This coastal strip of fishing villages provides tourists with a relaxing place to unwind and do some great diving. The tourist development in this town is fairly recent. There was an hour or 2 during our stay, when the entire area lost all power. Apparently this happens from time to time and usually doesn’t take long to turn back on.
We chose to hire a driver for the long drive. There is always the option to take the bus, but we try to avoid bus travel if we can afford it…and in Indionesia we definitely could! We negotiated the price down to 400,000 rp (40 USD) for a full day of driving. If you end up using the same driver the entire time you are in the area, I’m sure you can get an even better deal! If you plan on driving there from Ubud, email Wayan Tagel (firstname.lastname@example.org)…he was our favorite driver.

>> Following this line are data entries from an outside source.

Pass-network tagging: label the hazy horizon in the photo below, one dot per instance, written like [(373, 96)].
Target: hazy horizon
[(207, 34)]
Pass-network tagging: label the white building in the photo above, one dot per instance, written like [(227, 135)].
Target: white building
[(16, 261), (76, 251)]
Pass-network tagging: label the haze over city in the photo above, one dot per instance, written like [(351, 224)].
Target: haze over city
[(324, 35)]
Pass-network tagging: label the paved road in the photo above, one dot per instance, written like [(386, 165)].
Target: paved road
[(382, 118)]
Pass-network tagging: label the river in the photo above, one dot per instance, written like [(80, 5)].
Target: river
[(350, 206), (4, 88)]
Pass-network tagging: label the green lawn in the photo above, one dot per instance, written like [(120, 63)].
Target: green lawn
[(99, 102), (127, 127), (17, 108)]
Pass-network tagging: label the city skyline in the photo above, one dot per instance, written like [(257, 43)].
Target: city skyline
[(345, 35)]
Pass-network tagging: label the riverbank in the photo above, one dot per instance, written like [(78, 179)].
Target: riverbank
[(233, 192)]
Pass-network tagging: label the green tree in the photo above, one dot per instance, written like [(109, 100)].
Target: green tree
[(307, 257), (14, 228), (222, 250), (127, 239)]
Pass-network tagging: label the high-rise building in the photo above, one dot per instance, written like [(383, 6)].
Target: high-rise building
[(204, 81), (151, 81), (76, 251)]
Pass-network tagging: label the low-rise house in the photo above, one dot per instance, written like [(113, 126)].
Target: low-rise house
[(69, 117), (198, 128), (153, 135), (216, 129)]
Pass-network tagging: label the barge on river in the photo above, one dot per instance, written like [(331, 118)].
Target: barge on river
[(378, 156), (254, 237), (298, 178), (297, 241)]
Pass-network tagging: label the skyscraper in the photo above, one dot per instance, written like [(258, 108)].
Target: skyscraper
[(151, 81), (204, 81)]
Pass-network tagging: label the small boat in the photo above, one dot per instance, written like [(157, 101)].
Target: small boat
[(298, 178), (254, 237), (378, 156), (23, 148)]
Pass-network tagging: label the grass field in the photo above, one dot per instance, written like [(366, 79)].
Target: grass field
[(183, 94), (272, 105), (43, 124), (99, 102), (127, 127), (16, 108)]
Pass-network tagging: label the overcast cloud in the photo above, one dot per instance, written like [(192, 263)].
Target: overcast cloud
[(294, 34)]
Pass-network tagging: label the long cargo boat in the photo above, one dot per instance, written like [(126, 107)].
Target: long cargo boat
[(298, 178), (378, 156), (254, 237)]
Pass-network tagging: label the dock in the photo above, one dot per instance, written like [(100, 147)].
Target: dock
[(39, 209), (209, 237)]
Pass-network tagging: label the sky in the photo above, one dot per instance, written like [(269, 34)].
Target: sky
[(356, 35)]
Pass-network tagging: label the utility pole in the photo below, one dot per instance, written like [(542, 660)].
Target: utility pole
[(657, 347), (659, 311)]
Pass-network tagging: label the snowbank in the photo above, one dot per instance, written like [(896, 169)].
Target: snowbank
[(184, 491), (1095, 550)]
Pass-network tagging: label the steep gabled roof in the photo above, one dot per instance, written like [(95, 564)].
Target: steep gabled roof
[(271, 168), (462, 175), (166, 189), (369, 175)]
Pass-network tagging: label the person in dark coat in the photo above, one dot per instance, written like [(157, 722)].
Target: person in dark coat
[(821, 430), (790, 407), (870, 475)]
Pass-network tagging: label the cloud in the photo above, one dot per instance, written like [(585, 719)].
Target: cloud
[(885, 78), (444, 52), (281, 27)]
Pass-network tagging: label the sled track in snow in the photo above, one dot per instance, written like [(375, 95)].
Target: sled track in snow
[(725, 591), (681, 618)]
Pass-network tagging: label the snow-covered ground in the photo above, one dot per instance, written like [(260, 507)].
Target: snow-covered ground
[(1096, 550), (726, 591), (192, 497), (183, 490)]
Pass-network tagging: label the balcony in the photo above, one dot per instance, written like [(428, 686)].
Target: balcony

We chose this village because it is the most popular base for visitors hoping to dive the USS Liberty wreck in Tulamben. After completing our dive, I heard that it is better to stay right in Tulamben, if possible. By staying there, you have more flexibility to dive when the site isn’t super crowded….and it was! There were bubbles coming out of every hole and crevice in the wreck, with people not far behind.
What to do?
Diving, diving, and more diving. AS far as I could tell, that’s the only focus for tourism in this village.
The very famous wreck dive site—the USS Liberty—is what we came for. This US Army cargo ship was torpedoed by a Japanese submarine during World War II. The damaged ship was beached on the shore of Tulamben. However, after experiencing tremors caused by a volcanic eruption, the ship slipped 30 meters off shore. It is now considered one of the easiest wrecks to access in the world…just walk right in.
The hardest part about this dive is getting past the rocks as you walk in. Once your under, there is very little current. This was our very first wreck dive and we did enjoy ourselves! The visibility was pretty good and there were fish everywhere! We were hoping to see some giant barracuda, sharks, or bumphead parrotfish, but no such luck.
The diving company we went with is called Jukung Dive. We thought that their service was just okay. It wasn’t like anything was wrong with it, but nothing stood out either. Pretty sure you can get the same experience from any of the MANY companies offering the same dive.
Where to stay?
We purchased a dive-accommodation package. The Jukong dive shop also had their own bungalows on site. Like the dive company, we thought the accommodation was simply average. Not a bad deal for only 350,000 rp (about 35 USD) a night, but probably comparable to surrounding options.